「「東京都写真美術館」の場所」★★★*

東京都写真美術館の立地と建物」★★★*
【評価】3.75(立地:4.0/建物:3.5)

都立の美術館は現在、東京都美術館東京都庭園美術館東京都現代美術館、東京都江戸東京博物館江戸東京たてもの園東京都写真美術館、とある。その中で、写真美術館はコンスタントに質の良い常設展、展覧会を行っているので、どの展覧会をみても充足して帰途につける好きな美術館。しかし、「写真」というメディアに特化する専門性とこじんまりした規模で、他の都立美術館に比べ比較的地味な印象がある。

地味な印象を残す理由のひとつは、他の都立美術館が独立した敷地と建築をもつのと違い、写真美術館は、オフィスビル内に組み込まれていることだろう。ここで東京列島改造論者としては、「恵比寿ガーデンプレイス」という好立地を生かしてリニューアルしたらどうなるだろう…とよけいなことを考える。というのも、恵比寿界隈で生活する人やガーデンプレイスに遊びにくる人々が、せっかくのオモシロい展覧会をみのがしているとしたらもったいないからだ。


恵比寿ガーデンプレイスサッポロホールディングスグループが展開する不動産事業の総称である。1985年に渋谷区一帯の都市化で工場は閉鎖され、1991年に土地の再開発事業が開始。1994年に「恵比寿ガーデンプレイス」が竣工し現在に至る。写真美術館はこのガーデンプレイスのオープンとともに誕生した。渋谷や麻布、広尾に隣接する好立地だが、一方でガーデンプレイスを少し外れると、恵比寿の昔からの下町風情がいまもところどころに残っている。


写真美術館までのアクセスを確かめよう。
JR恵比寿駅東口からスカイウォークを通り抜け、ガーデンプレイスめざして交差点をわたり、建物裏手のベンチなどならぶ道を真っ直ぐ進んだ奥、左側に位置する。山手線沿線の商業施設内という立地は、文化施設としてはめぐまれているといえるだろう。とはいえ、この美術館の最短アクセスが三越のある表通りから隔たった場所に隠れてしまっていることが問題である。殺風景な道の奥に美術館の表示はみえるけれど、印象的なものではない。また美術館に最初から行くことを目的とするヒトしか通りかかることのない場所にあるので、ショッピング客の目に触れず、一般に対しての宣伝効果を発揮しにくい。
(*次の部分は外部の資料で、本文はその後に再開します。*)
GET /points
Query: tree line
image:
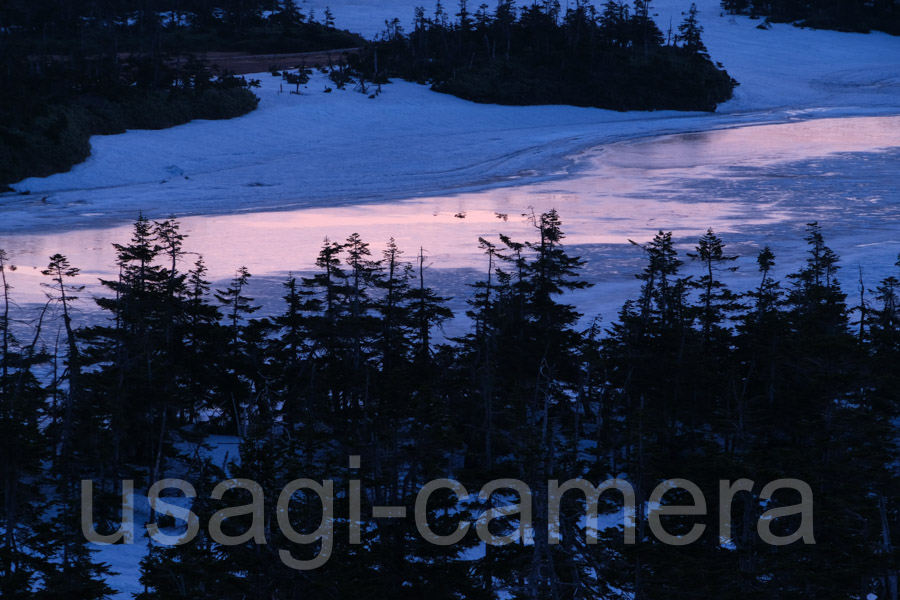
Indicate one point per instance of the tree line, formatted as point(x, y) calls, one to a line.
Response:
point(72, 69)
point(691, 380)
point(612, 57)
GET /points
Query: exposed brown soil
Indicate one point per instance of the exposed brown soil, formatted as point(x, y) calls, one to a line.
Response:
point(242, 64)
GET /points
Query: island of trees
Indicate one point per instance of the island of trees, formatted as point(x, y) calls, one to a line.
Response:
point(790, 379)
point(611, 57)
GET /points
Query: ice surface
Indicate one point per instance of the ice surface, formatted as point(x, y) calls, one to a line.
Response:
point(407, 162)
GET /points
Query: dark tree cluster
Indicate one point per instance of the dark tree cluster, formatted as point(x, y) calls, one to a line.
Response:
point(72, 69)
point(611, 57)
point(692, 380)
point(841, 15)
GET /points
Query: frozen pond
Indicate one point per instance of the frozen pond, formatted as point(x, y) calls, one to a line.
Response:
point(754, 185)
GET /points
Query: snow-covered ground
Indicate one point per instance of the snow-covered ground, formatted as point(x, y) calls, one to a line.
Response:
point(321, 149)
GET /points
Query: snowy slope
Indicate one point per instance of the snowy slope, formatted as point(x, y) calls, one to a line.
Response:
point(321, 149)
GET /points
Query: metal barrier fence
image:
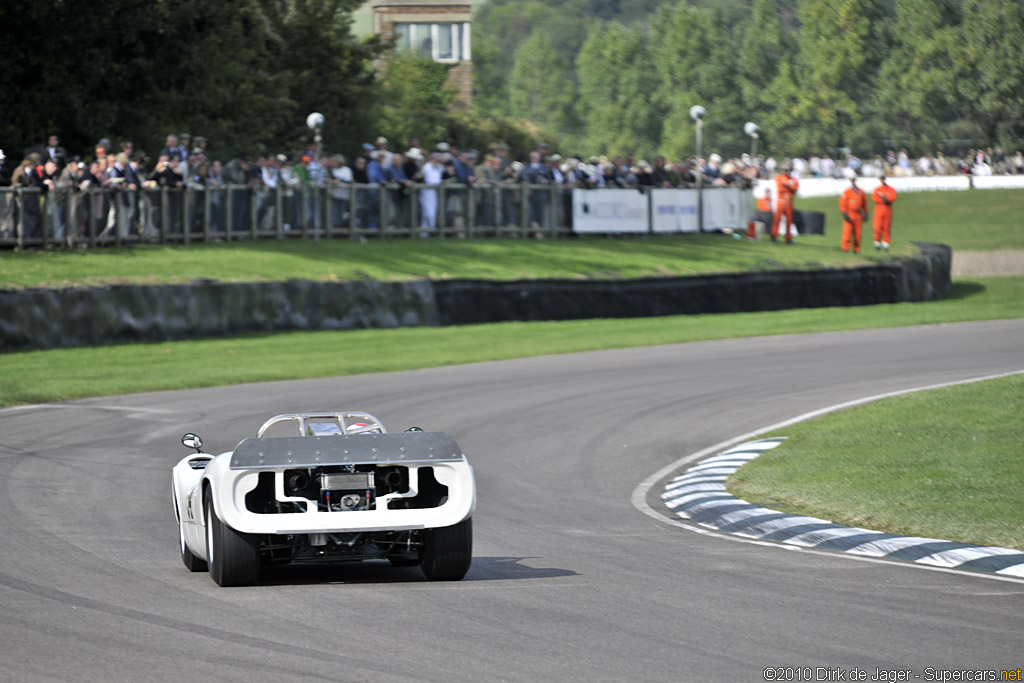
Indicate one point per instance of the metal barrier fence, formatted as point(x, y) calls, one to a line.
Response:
point(162, 215)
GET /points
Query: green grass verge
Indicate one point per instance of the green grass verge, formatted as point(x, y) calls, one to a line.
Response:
point(589, 257)
point(942, 464)
point(979, 219)
point(60, 374)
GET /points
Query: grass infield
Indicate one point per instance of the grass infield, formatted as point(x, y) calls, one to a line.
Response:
point(862, 493)
point(60, 374)
point(942, 464)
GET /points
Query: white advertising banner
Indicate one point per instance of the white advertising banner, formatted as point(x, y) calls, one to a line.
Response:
point(609, 211)
point(676, 210)
point(727, 207)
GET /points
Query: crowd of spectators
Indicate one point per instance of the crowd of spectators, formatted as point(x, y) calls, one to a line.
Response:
point(184, 163)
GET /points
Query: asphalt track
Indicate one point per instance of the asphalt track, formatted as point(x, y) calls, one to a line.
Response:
point(570, 582)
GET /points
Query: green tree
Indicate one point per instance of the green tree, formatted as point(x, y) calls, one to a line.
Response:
point(816, 99)
point(696, 65)
point(764, 45)
point(617, 91)
point(325, 69)
point(415, 97)
point(542, 87)
point(915, 93)
point(499, 30)
point(993, 57)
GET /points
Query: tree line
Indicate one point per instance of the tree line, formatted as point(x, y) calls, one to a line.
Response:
point(816, 75)
point(588, 76)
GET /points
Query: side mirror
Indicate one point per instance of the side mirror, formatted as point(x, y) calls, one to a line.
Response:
point(190, 440)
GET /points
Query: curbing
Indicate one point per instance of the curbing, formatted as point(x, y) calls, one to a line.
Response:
point(698, 495)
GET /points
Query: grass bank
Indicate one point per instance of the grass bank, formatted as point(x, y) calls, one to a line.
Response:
point(61, 374)
point(979, 219)
point(942, 464)
point(589, 257)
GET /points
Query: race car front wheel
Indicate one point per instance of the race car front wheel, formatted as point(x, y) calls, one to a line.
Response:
point(192, 562)
point(233, 557)
point(448, 551)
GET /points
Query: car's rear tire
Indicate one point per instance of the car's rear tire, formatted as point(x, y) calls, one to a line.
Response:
point(232, 556)
point(403, 561)
point(448, 551)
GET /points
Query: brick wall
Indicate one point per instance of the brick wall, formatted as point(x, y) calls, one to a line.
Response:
point(389, 12)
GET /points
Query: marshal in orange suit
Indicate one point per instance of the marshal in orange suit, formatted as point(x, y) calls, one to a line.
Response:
point(884, 198)
point(785, 189)
point(853, 205)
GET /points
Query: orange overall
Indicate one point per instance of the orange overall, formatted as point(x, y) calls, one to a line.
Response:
point(786, 187)
point(853, 205)
point(884, 197)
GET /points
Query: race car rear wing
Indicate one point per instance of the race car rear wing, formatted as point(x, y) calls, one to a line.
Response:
point(415, 447)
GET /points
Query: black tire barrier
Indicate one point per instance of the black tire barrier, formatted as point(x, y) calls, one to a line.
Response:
point(85, 316)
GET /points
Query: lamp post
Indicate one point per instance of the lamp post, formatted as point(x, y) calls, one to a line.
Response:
point(754, 130)
point(315, 123)
point(697, 114)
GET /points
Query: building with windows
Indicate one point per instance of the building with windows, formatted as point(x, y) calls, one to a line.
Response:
point(435, 29)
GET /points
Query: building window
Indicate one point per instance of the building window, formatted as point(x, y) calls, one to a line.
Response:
point(440, 42)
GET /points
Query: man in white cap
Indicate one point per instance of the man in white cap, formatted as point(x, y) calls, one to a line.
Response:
point(381, 143)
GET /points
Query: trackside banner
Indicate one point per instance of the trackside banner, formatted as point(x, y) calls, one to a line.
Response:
point(609, 211)
point(659, 210)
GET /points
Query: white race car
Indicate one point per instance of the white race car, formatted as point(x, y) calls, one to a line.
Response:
point(340, 489)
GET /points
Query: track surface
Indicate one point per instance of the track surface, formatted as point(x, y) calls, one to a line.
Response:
point(569, 582)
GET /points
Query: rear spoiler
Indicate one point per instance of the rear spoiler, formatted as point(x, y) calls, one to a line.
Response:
point(388, 449)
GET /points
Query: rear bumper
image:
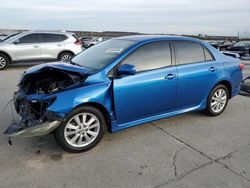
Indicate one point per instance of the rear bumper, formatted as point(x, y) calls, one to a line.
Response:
point(37, 130)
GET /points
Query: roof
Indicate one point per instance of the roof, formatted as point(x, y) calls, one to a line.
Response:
point(48, 31)
point(141, 38)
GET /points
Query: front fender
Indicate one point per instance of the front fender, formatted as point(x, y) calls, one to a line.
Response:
point(98, 93)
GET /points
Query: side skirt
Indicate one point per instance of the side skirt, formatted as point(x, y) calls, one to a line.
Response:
point(117, 127)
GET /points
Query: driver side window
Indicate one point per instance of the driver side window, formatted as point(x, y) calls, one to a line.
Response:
point(150, 56)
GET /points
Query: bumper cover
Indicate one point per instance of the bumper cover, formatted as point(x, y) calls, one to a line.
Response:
point(37, 130)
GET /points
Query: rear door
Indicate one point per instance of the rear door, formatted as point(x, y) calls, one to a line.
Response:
point(197, 72)
point(28, 47)
point(152, 90)
point(52, 44)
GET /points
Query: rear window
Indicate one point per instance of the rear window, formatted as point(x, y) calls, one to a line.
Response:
point(30, 38)
point(208, 55)
point(53, 37)
point(188, 52)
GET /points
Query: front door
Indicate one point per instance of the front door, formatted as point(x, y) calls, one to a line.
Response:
point(197, 73)
point(152, 90)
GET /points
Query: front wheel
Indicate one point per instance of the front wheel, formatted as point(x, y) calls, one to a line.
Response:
point(82, 130)
point(4, 61)
point(217, 100)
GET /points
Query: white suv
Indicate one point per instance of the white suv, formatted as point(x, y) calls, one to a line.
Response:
point(39, 46)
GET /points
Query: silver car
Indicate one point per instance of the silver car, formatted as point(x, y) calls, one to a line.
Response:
point(39, 46)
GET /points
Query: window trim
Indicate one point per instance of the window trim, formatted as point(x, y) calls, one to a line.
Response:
point(172, 59)
point(194, 42)
point(205, 48)
point(22, 43)
point(52, 34)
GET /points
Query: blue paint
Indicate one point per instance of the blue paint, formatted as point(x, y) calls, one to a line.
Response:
point(146, 96)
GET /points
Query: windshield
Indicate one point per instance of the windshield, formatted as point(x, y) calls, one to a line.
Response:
point(243, 43)
point(102, 54)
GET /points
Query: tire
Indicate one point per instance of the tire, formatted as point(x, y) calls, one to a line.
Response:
point(74, 139)
point(217, 100)
point(65, 56)
point(4, 61)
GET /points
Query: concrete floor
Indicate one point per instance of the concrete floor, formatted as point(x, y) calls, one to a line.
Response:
point(190, 150)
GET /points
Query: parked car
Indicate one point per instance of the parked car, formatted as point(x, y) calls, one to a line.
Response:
point(9, 36)
point(91, 42)
point(242, 48)
point(221, 44)
point(85, 41)
point(121, 83)
point(39, 46)
point(245, 86)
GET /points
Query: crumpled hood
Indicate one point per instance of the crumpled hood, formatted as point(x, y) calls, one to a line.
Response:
point(58, 65)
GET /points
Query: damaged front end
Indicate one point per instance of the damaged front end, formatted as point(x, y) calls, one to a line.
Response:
point(37, 91)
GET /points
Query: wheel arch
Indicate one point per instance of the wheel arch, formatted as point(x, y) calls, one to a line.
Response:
point(5, 53)
point(227, 84)
point(100, 107)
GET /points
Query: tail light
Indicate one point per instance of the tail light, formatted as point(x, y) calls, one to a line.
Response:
point(78, 42)
point(242, 66)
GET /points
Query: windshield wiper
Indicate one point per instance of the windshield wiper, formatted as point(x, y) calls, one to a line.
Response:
point(73, 63)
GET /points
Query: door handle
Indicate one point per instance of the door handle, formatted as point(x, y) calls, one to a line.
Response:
point(212, 69)
point(170, 76)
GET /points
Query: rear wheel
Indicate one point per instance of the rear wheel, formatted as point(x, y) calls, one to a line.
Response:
point(4, 61)
point(65, 56)
point(217, 100)
point(82, 130)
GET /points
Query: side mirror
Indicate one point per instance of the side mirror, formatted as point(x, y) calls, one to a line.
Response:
point(126, 69)
point(16, 41)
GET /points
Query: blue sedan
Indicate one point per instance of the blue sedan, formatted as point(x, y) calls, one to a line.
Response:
point(121, 83)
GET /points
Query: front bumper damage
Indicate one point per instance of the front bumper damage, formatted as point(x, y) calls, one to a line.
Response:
point(37, 130)
point(36, 120)
point(38, 90)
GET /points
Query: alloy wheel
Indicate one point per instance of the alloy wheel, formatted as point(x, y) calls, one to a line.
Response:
point(82, 129)
point(3, 62)
point(218, 100)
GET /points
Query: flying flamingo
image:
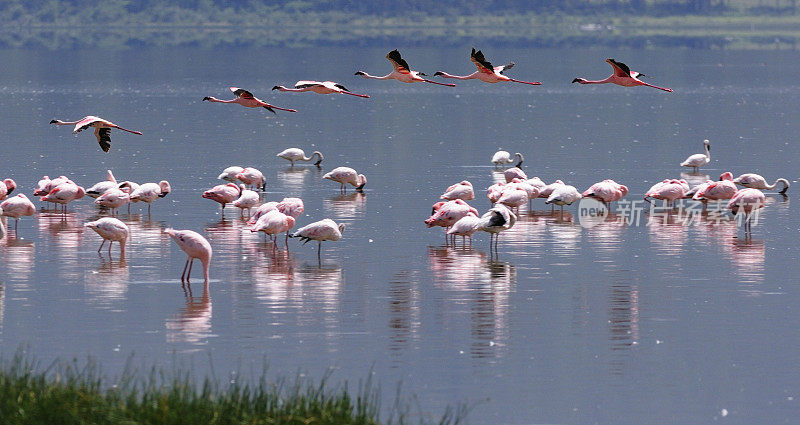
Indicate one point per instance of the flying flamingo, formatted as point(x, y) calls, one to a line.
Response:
point(195, 246)
point(323, 230)
point(486, 72)
point(102, 129)
point(699, 159)
point(16, 207)
point(6, 187)
point(297, 154)
point(402, 72)
point(756, 181)
point(111, 229)
point(747, 200)
point(246, 99)
point(622, 76)
point(319, 87)
point(503, 157)
point(346, 175)
point(496, 220)
point(149, 192)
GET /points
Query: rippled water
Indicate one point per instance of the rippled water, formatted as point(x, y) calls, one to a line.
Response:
point(666, 322)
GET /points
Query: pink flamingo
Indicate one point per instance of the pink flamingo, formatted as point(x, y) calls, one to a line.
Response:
point(346, 175)
point(606, 191)
point(323, 230)
point(747, 201)
point(757, 181)
point(6, 187)
point(622, 76)
point(246, 99)
point(102, 129)
point(111, 229)
point(402, 72)
point(224, 194)
point(272, 223)
point(149, 192)
point(16, 207)
point(486, 72)
point(195, 246)
point(463, 190)
point(319, 87)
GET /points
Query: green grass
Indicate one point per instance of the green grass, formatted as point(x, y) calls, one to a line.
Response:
point(73, 393)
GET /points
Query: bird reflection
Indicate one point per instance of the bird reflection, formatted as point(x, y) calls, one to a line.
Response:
point(192, 323)
point(348, 205)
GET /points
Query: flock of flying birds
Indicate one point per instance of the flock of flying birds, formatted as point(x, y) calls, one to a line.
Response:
point(454, 214)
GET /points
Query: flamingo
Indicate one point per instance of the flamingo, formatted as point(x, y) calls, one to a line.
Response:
point(149, 192)
point(102, 129)
point(6, 187)
point(486, 72)
point(323, 230)
point(113, 199)
point(319, 87)
point(272, 223)
point(622, 76)
point(110, 229)
point(496, 220)
point(402, 72)
point(346, 175)
point(224, 194)
point(16, 207)
point(699, 159)
point(503, 157)
point(195, 246)
point(230, 173)
point(465, 227)
point(756, 181)
point(462, 190)
point(253, 177)
point(101, 187)
point(747, 200)
point(246, 99)
point(297, 154)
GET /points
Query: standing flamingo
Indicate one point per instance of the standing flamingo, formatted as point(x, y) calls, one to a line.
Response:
point(486, 72)
point(503, 157)
point(111, 229)
point(195, 246)
point(346, 175)
point(699, 159)
point(622, 76)
point(16, 207)
point(323, 230)
point(297, 154)
point(246, 99)
point(102, 129)
point(747, 201)
point(756, 181)
point(319, 87)
point(402, 72)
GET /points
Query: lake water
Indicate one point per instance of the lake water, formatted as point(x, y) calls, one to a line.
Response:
point(623, 323)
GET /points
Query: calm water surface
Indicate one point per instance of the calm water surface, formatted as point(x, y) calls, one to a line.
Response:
point(618, 323)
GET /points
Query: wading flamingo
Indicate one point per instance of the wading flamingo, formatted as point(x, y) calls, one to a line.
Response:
point(756, 181)
point(111, 229)
point(323, 230)
point(297, 154)
point(246, 99)
point(402, 72)
point(195, 246)
point(102, 129)
point(319, 87)
point(622, 76)
point(486, 72)
point(699, 159)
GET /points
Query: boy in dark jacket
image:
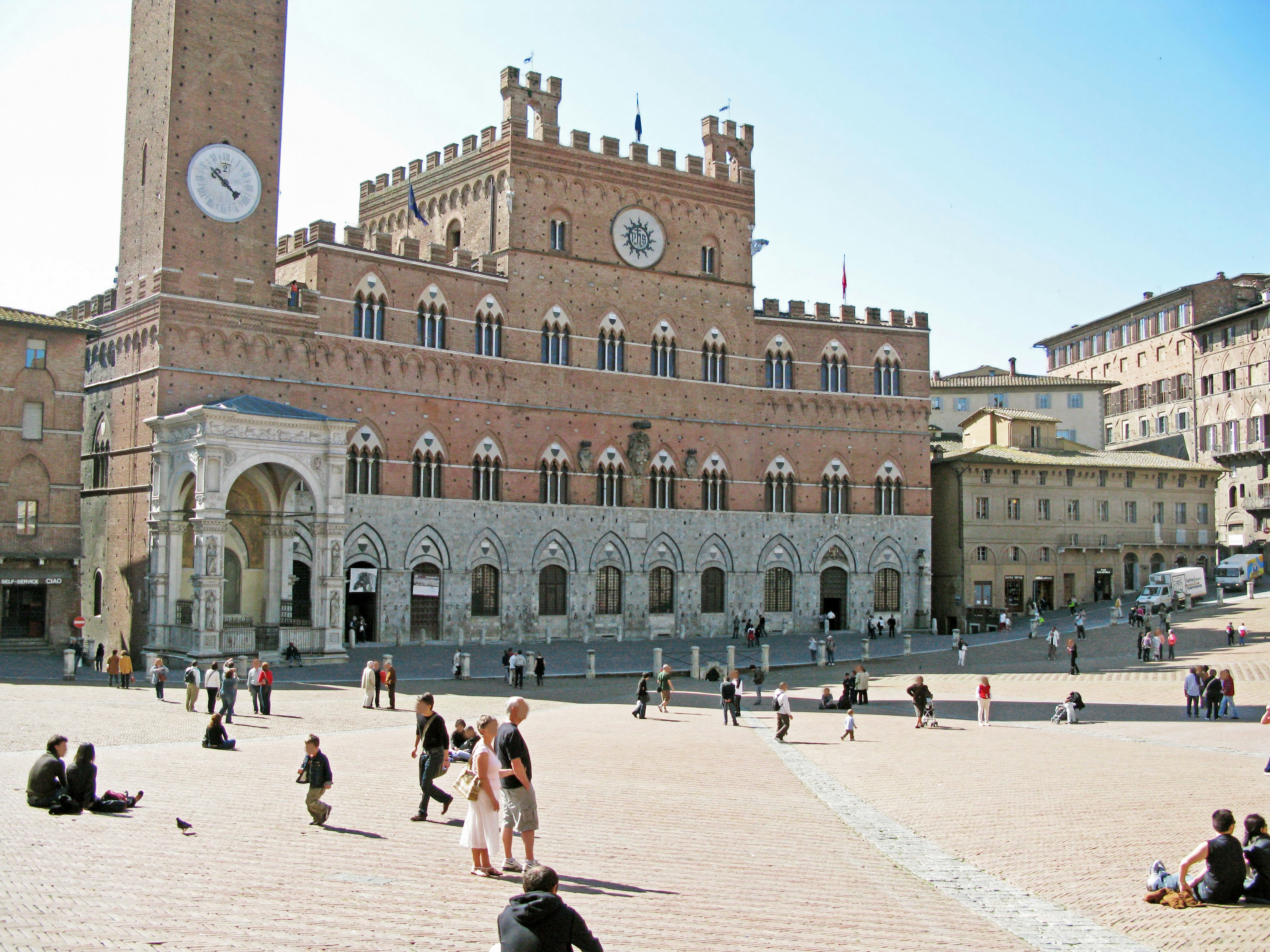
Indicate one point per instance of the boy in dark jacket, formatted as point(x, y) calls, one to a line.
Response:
point(319, 780)
point(539, 921)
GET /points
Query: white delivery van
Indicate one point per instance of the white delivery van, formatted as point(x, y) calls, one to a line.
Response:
point(1236, 572)
point(1171, 587)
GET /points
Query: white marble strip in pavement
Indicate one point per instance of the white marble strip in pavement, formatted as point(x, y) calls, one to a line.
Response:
point(1038, 922)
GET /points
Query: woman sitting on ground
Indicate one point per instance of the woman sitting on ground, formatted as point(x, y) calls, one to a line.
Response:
point(82, 785)
point(215, 735)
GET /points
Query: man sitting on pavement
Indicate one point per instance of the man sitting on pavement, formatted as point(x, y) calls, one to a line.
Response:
point(1222, 880)
point(539, 921)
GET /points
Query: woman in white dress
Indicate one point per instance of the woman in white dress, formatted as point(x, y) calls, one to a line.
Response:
point(482, 829)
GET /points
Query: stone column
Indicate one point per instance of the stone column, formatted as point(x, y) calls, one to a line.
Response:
point(209, 582)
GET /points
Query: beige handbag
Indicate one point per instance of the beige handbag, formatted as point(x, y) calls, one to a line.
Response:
point(468, 785)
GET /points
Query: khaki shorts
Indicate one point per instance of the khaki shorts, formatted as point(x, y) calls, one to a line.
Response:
point(520, 809)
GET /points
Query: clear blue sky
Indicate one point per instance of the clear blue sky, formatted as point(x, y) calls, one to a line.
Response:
point(1011, 168)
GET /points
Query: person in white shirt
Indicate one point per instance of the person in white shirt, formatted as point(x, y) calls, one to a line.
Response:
point(849, 728)
point(253, 685)
point(782, 701)
point(193, 678)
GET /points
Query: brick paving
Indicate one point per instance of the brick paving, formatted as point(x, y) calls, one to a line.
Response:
point(667, 832)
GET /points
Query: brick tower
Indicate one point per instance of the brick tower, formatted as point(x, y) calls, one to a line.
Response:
point(200, 73)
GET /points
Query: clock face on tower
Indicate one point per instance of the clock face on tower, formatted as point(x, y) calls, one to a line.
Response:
point(224, 183)
point(639, 237)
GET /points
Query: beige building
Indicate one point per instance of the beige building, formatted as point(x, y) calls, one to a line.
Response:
point(1075, 403)
point(1232, 373)
point(1022, 516)
point(1149, 348)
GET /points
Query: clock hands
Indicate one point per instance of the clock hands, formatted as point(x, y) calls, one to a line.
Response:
point(216, 175)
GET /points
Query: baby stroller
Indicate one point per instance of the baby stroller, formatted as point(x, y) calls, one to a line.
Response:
point(929, 715)
point(1061, 710)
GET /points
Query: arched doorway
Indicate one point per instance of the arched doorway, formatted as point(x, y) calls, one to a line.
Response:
point(1131, 572)
point(360, 615)
point(426, 602)
point(833, 596)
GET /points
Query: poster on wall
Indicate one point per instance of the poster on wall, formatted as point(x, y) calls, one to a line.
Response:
point(362, 579)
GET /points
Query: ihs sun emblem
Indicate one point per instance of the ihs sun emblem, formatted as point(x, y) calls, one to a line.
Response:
point(639, 238)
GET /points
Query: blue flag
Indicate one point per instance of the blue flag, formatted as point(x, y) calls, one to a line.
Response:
point(414, 206)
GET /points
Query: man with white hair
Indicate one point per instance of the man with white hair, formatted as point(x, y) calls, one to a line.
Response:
point(520, 812)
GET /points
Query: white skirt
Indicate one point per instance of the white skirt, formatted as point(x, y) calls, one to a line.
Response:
point(482, 829)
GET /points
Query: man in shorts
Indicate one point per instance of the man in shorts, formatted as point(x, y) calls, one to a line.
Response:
point(520, 804)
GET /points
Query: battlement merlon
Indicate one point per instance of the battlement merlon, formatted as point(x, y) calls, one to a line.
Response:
point(727, 146)
point(519, 101)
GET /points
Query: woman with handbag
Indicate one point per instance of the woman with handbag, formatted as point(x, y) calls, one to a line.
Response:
point(479, 784)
またエントランスのデザインが建物に埋もれてしまい、どこに入口があるのか、というより、どこが入口なのか認識しにくい。ガーデンシネマは表通りの三越横にあることで華やかな印象を与えるところとも、同じ敷地内とはいえやはり違いがみえてくるだろう。


やはり90年代にオープンした東京都現代美術館が、地下鉄開業で下町と地理的にアクセスすることで、面目躍如の変化をとげた?ことを考えよう。写真美術館の場合、立地的な利便性や街のブランド力の点では問題ない。あとは、ショッピング客や通勤客、周辺住人の動線をいかに美術館に向けるかだ。単純な発想としては、恵比寿駅のスカイウォークの出口から美術館を一体化させるアクセスを設定することだ。殺風景な通路にパーマネントのオブジェを設置するなどして、交差点から三越やガーデンシネマを目指して左側に歩きはじめるお客さんの視界を真っ直ぐ前方の美術館方向に向けさせる。さらにエントランスをもっと主張のあるデザインにかえることで、ガーデンプレースのヒトの流れの支流を創れないかな…。

現在開催中の展覧会は「コラージュとフォトモンタージュ」展と「球体写真二元論:細江英公の世界」展。フォトモンタージュ展ではマン・レイ奈良原一高の写真がよかったです。オモシロかったです。